07.12.2024 – 13.31 – Aumentano nel 2024 le misure di prevenzione adottate dalla Questura di Trieste. Dall’inizio dell’anno sono stati emessi 19 provvedimenti di Divieto di accesso alle manifestazioni sportive, 18 dei quali tra ottobre e novembre. Nel 2023 erano stati in tutto 14. Da gennaio a oggi inoltre i Divieti d’accesso alle aree urbane sono stati 57 – di cui 26 disposti negli ultimi due mesi – contro i 31 del 2023. I fogli di via sono stati 31 (20 nel 2023), mentre gli avvisi orali sono passati in un anno da 50 a 91; 13 riguardano minori stranieri. Sono solo alcuni dei dati resi noti oggi dal questore di Trieste, Pietro Ostuni che ha fatto il punto della situazione sul lavoro di prevenzione «molto articolato» svolto sul territorio, un impegno che «è frutto di un’importante sinergia con carabinieri e polizia locale». Vari provvedimenti riguardano, ha spiegato il questore, «gli episodi accaduti in occasione della partita di basket contro il Varese, con alcuni provvedimenti di Daspo che devono essere ancora notificati. Un altro, sempre sul fronte sportivo, è stato emesso a carico di un dirigente di una società che ha aggredito un arbitro e un altro ancora riguarda un’aggressione a un calciatore che ha riportato una prognosi di oltre 40 giorni.
Numeri che si affiancano, ha ricordato Ostuni, «ad altre attività importanti che stiamo portando avanti a Trieste, penso alle zone centrali e periferiche che stiamo attenzionando insieme ai carabinieri, il Carso in particolare in questo periodo, e agli altri controlli sulla movida nei fine settimana o a quelli per scongiurare le stragi del sabato sera». Chi contravviene alle disposizioni relative al divieto di accesso alle manifestazioni sportive e alle relative prescrizioni commette un delitto punito con la reclusione da uno a tre anni e con la multa da 10mila a 40mila euro. Per quanto riguarda i divieti di accesso alle aree urbane, sette di questi sono aggravati, estesi cioè a tutti gli esercizi pubblici della ex provincia di Trieste con orario 19 – 07, per la durata di un anno. Va ricordato che la violazione dei divieti e delle prescrizioni relativi al divieto di accesso alle aree urbane (Dacur) è un delitto punito con la reclusione da uno a tre anni e con la multa da 10mila a 24mila euro. Per quanto riguarda, invece, i fogli di via obbligatori, si tratta di provvedimenti con i quali il Questore ordina alle persone che siano pericolose per la sicurezza pubblica e si trovino in un comune diverso dai luoghi di residenza o di dimora abituale di lasciare il territorio del medesimo comune entro un termine non superiore a quarantotto ore, inibendo di farvi ritorno, senza preventiva autorizzazione, per un periodo non inferiore a sei mesi e non superiore a quattro anni.

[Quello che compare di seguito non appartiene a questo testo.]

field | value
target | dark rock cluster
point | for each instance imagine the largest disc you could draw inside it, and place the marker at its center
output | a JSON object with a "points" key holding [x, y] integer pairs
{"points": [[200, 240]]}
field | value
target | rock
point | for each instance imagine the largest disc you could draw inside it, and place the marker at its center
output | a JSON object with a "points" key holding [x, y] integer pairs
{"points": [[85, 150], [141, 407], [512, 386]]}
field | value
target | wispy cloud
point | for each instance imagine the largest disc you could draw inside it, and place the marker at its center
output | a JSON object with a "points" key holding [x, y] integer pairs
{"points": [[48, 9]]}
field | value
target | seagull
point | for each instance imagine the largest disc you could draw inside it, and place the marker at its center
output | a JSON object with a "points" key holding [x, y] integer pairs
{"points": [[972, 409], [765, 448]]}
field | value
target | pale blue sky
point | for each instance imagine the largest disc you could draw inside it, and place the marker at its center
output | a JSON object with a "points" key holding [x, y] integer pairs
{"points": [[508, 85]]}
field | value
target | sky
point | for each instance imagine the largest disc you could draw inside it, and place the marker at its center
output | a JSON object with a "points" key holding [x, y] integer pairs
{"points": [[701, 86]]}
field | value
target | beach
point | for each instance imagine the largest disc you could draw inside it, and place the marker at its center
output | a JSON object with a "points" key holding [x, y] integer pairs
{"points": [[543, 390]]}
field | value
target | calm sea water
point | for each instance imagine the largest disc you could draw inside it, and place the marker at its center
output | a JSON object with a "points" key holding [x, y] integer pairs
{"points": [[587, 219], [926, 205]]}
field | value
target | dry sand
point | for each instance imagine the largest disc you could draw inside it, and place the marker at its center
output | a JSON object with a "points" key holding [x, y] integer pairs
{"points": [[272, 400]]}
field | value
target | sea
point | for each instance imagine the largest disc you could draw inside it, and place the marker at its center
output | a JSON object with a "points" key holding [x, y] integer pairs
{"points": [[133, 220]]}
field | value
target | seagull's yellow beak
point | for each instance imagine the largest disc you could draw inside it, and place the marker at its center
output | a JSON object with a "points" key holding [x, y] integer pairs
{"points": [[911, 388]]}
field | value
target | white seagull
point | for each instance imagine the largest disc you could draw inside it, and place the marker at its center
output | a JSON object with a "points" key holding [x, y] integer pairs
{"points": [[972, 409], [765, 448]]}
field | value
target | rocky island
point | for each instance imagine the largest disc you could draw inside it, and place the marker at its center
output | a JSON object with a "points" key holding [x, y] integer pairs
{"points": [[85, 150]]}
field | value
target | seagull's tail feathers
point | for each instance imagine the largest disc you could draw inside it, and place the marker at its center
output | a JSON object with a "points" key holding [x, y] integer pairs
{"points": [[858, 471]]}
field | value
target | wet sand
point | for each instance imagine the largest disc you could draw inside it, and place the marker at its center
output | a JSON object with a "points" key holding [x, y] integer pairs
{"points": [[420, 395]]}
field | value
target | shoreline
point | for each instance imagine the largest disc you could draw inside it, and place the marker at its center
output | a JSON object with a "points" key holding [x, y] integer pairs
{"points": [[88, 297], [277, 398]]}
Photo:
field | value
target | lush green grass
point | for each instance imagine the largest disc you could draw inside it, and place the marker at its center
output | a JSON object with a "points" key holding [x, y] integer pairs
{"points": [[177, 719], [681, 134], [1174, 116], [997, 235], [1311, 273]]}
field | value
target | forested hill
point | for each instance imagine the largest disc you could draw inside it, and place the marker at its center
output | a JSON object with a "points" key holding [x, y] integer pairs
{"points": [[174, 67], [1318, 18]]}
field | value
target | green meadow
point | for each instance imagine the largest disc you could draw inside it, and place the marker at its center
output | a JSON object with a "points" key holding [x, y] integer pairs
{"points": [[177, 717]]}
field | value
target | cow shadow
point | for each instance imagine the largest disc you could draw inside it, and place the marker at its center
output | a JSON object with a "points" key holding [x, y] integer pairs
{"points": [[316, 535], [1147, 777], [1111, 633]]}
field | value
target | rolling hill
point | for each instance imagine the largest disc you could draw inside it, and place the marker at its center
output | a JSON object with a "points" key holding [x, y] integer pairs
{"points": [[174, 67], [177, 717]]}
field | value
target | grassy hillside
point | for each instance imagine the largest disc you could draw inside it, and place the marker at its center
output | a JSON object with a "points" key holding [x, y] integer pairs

Il provvedimento è efficace nella sola parte in cui dispone il divieto di ritorno nel comune, nel caso in cui, al momento della notifica, l’interessato abbia già lasciato il territorio del comune dal quale il questore ha disposto l’allontanamento. La sanzione per la violazione del foglio di via obbligatorio è punita con la reclusione da sei a diciotto mesi e con la multa fino a 10mila euro. Con l’avviso orale, infine, il Questore avverte oralmente un soggetto ritenuto socialmente pericoloso, che esistono indizi a suo carico, invitandolo a mantenere una condotta conforme alla legge. La violazione di tali prescrizioni è un delitto punito con la reclusione da 1 a 3 anni e con la multa da 1.549 a 5.164 euro. Il Questore ha fatto cenno anche ai minori stranieri non accompagnati auspicando che gli stessi «vengano seguiti da chi li gestisce» perché «non vanno lasciati soli».